Today, the song is just another of the many oddities surrounding the career of Mickey Mouse when his impact was massive.

14 Comments

  • Note that it was adults who were fascinated by Mickey Mouse, back in an era when cartoons were specifically targeted toward adult audiences. Today, except among collectors, Mickey Mouse is considered children’s fare exclusively. “The Mickey Mouse Playhouse” is targeted toward pre-schoolers.

    The film “Mickey’s Gala Premiere” shows Mickey hobnobbing with the likes of Greta Garbo, Clark Gable, the Barrymores, and other popular Hollywood stars of the era–a good indication of his amazing popularity in the 1930’s, and his adult appeal.

    • ““The Mickey Mouse Playhouse” is targeted toward pre-schoolers.”

      You’re probabbly thinking about “The Mickey Mouse Clubhouse”, which has already been replaced by “Mickey and the Roadster Racers”. Ah well. The new Mickey Mouse 2D shorts are more entertaining, though I’d still love to see a “Mouse Tales” animated series in the adventure style of the old Floyd Gottfredson comic strip serials.

    • Yeah the new Mickey Mouse shorts are pretty good but people didn’t seem to care much about his 90th anniversary because aside from those nice shorts, Mickey has mostly been the same character for decades.

  • Bolsheviki Mickey sez: no collusion!

    Thanx Jim; another great post.

    • Well, a cartoon mouse would make a far better POTUS than the sad excuse of a figurehead we have for one right now. >:^P

    • Al Jordan.
      Trump Derangement Syndrome is so sad.

  • Who else wants Cagney’s hat with the WB badge?

  • When I recently saw the movie ” Return of Mary Poppins”, I said to my wife while exiting the auditorium, “A Disney movie without a Disney cartoon, I did not foresee that”.

    • Disney can’t afford to reissue their older product to theaters. Which is why we have those live-action remakes!

    • T. Maynard: just curious, what do you mean by “a Disney movie without a Disney cartoon”? Not sure I understand. I thought the Mary Poppins sequel was made in the same vein as the original 1964 film (mostly live-action, but with some hand-drawn animation).

    • I think T. Maynard is referring to the old practice – back in the 1960s-70s – of Disney releasing a new feature with an accompanying new featurette or short cartoon. Even most Disney (and Pixar) animated features released today are distributed with a short. But that practice had been discontinued decades ago for their live action films – there was no reason to expect it with MARY POPPINS RETURNS (which did contain a much welcome a hand drawn animation sequence).

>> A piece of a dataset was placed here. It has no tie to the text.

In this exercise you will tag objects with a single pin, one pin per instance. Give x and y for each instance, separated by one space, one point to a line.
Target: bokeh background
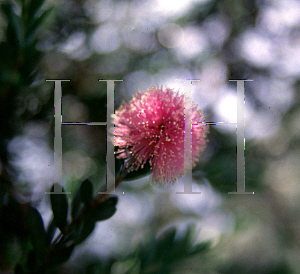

  • The new Disney streaming service will supposedly make the entire Disney catalog available. I wonder if that means just movies or if cartoons and tv shows are also included. If cartoons are included, I wonder to what extent they will be censored. Mickey’s cartoons can be pretty violent. In Mickey’s Mellerdrammer he goes in blackface, and that’s, I’m sure, not the only time. In his first cartoon, Plane Crazy, he tries to use the fact that Minnie is stuck in the plane with him to force an unwanted kiss, forcing Minnie to jump out of the plane and use her bloomers as a parachute.
    And, I don’t really expect Song of the South to be included. It would be nice if the old Mouse Factory shows will be available, but I suspect not.

  • Yes, I have the Treasure tins and package features in their mostly complete glory. But I still crave old clip shows like “The Mouse Factory” and those anthology hours with pretty good linking animation (Von Drake observes Donald’s parenting skills; Goofy daydreams with the encouragement of a Goofy Peter Pan; Chip and Dale remake “Betty Boop’s Rise to Fame”; producer Jiminy Cricket tries to gather the gang, etc.).

  • “Mickey is still celebrating his 90th anniversary but very few people really seem to care.” I think it might be because November 18th (Mickey’s official birthday) came and went.